Beyond Images: Innovating for Geophysical Investigation of Unsaturated-Zone Hydraulics

Wednesday, 26 July 2017: 10:35 AM
Paul Brest West (Munger Conference Center)
John R Nimmo, USGS Geological Survey, Menlo Park, CA, United States
Abstract:
Unsaturated flow is a major control on plant-water use, infiltration/runoff partitioning, aquifer recharge, contaminant transport, and other key processes of the critical zone. Much recently-accumulated evidence shows that there are important modes of water behavior in soil and rock that the twentieth-century theory of unsaturated flow does not adequately encompass. Preferential flow, for example, plays a crucial and often-dominant role, but is not yet treatable by generally-accepted theory.

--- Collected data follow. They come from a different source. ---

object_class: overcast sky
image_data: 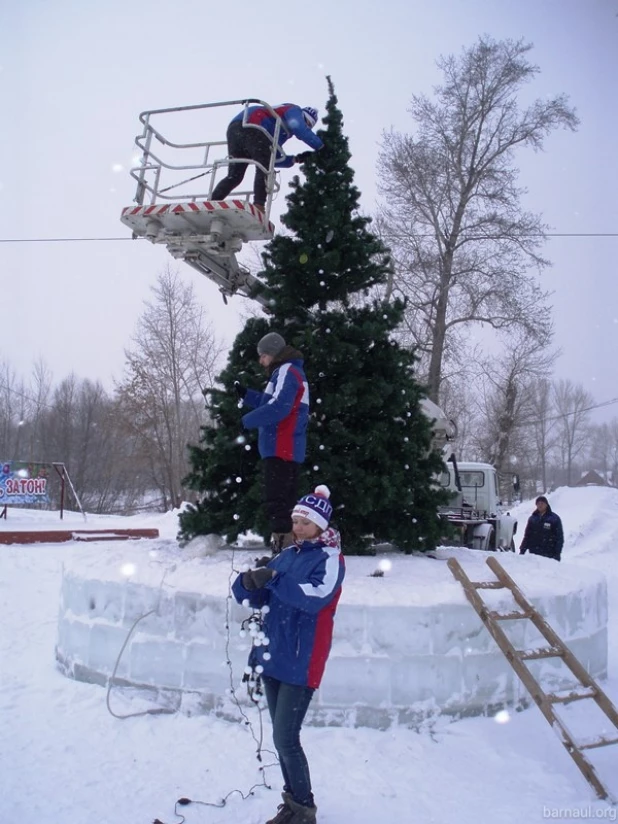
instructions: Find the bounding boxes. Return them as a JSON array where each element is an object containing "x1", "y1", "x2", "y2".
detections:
[{"x1": 1, "y1": 0, "x2": 617, "y2": 418}]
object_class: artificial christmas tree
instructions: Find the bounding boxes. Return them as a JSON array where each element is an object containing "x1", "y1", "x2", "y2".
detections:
[
  {"x1": 179, "y1": 316, "x2": 271, "y2": 542},
  {"x1": 180, "y1": 78, "x2": 449, "y2": 552}
]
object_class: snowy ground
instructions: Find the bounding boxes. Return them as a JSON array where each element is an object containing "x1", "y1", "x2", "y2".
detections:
[{"x1": 2, "y1": 486, "x2": 618, "y2": 823}]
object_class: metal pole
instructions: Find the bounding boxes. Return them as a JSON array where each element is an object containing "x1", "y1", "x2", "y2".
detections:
[
  {"x1": 53, "y1": 463, "x2": 65, "y2": 520},
  {"x1": 135, "y1": 115, "x2": 153, "y2": 205},
  {"x1": 53, "y1": 463, "x2": 87, "y2": 522}
]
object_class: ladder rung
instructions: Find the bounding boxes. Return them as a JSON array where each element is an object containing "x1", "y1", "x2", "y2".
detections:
[
  {"x1": 449, "y1": 557, "x2": 618, "y2": 802},
  {"x1": 472, "y1": 581, "x2": 506, "y2": 589},
  {"x1": 519, "y1": 646, "x2": 564, "y2": 661},
  {"x1": 488, "y1": 610, "x2": 529, "y2": 620},
  {"x1": 548, "y1": 689, "x2": 597, "y2": 705},
  {"x1": 578, "y1": 736, "x2": 618, "y2": 751}
]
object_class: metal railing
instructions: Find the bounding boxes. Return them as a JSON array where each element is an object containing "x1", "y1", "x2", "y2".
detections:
[{"x1": 130, "y1": 99, "x2": 289, "y2": 219}]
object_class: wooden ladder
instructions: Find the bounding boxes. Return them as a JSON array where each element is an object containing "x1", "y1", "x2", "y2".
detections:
[{"x1": 448, "y1": 555, "x2": 618, "y2": 802}]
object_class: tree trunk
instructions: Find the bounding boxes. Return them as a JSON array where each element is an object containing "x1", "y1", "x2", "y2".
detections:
[{"x1": 427, "y1": 265, "x2": 452, "y2": 402}]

Geophysical methods based on electrical resistance, permittivity, attenuation, and other phenomena can provide vital information, but innovations are needed to adapt them for newly-conceptualized flow processes. Flow-path connectivity is known to dominate a major portion of unsaturated water flux, but it may be controlled primarily by tiny subsurface features that are sparsely distributed. Key preferential flow paths may be microscopically narrow, and may become activated with minimal change in wetness of the bulk medium. Unlike long-recognized concepts such as broad wetting fronts, these may not well lend themselves to imaging. Yet much may be learned using innovations pointedly directed toward hydrologic questions, whether or not they also produce multidimensional images. Here we present specific examples for possible development or collaborative investigation, based on (1) novel configurations of electrodes or sensors, (2) redirected focus toward little-examined conditions such as dynamically-evolving anisotropies, or (3) reconceived interpretive approaches for resolving hydrologic unknowns.